We see the same pattern for the video players category, which is the runner-up with 24,727,872 installs. The market is dominated by apps like Youtube, Google Play Movies & TV, or MX Player. The pattern is repeated for social apps (where we have giants like Facebook, Instagram, Google+, etc.), photography apps (Google Photos and other popular photo editors), or productivity apps (Microsoft Word, Dropbox, Google Calendar, Evernote, etc.).
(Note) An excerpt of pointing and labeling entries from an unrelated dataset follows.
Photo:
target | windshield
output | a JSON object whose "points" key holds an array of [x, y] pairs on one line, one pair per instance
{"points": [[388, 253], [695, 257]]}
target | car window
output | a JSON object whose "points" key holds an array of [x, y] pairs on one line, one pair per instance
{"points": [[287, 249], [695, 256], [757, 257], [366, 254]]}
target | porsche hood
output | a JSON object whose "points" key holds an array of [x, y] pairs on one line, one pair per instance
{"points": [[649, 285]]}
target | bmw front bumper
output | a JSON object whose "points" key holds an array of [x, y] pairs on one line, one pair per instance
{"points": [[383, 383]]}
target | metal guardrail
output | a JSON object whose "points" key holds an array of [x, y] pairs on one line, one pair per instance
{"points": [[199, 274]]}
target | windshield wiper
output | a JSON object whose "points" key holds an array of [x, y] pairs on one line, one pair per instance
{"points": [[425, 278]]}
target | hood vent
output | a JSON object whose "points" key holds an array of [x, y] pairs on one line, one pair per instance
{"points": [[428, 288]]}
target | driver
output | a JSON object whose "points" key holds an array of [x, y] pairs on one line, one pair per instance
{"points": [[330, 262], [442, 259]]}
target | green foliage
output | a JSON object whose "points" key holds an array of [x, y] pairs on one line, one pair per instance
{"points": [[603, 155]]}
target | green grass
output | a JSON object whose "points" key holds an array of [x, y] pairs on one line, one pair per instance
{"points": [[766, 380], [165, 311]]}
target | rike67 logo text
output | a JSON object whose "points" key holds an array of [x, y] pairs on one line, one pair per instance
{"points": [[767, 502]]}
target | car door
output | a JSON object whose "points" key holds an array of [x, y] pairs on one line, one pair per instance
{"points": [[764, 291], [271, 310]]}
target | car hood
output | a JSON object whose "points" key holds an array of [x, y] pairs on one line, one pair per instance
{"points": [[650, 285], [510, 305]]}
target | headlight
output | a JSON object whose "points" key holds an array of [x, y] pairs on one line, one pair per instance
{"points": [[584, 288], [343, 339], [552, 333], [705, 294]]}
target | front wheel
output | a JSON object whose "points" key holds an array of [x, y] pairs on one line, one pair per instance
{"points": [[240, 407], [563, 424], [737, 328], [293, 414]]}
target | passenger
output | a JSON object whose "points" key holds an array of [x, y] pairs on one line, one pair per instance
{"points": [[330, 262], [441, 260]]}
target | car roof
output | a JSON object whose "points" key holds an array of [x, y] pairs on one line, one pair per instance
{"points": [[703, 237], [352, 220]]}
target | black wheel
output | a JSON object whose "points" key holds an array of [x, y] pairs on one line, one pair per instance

### Why Travel Together App

It might be a good idea to create an app that connects two categories like I suggested above.  
  
Travel together app enables to connect practical purposes of the app with fun. Moreover, people often spend a lot of time planning their travels so it might be easier to make big profit from in-app adds.   
  
Traveling is connected with booking an accomodation, finding transport to the destionation, looking for great restaurants and attractions. For that reason many hotels, restaurants, transporters etc. might decide to collaborate with us in return for advertisement.

## Conclusions

In this project, I analyzed data about the App Store and Google Play mobile apps with the goal of recommending an app profile that can be profitable for both markets.  
  
I found out that there are many categories that are dominated by few giant apps with a lot of installs, users so it might be really hard to break through.  
  
I came to the conclusion that the good idea might be to connect two popular categories, like for example social networking and navigation, tools.  
  
Social networking category is mainly created for fun and it is dominated by some giants apps. But we can create an app that will also have practical purposes like: planning a travel, navigate to the destination, arranging transport and accomodation, create travel group etc.  
  
So I suggest to create Travel Together App that also enables to callaborate with a lot of companies that offer accomodations, transports, attractions and food in return for advertisement.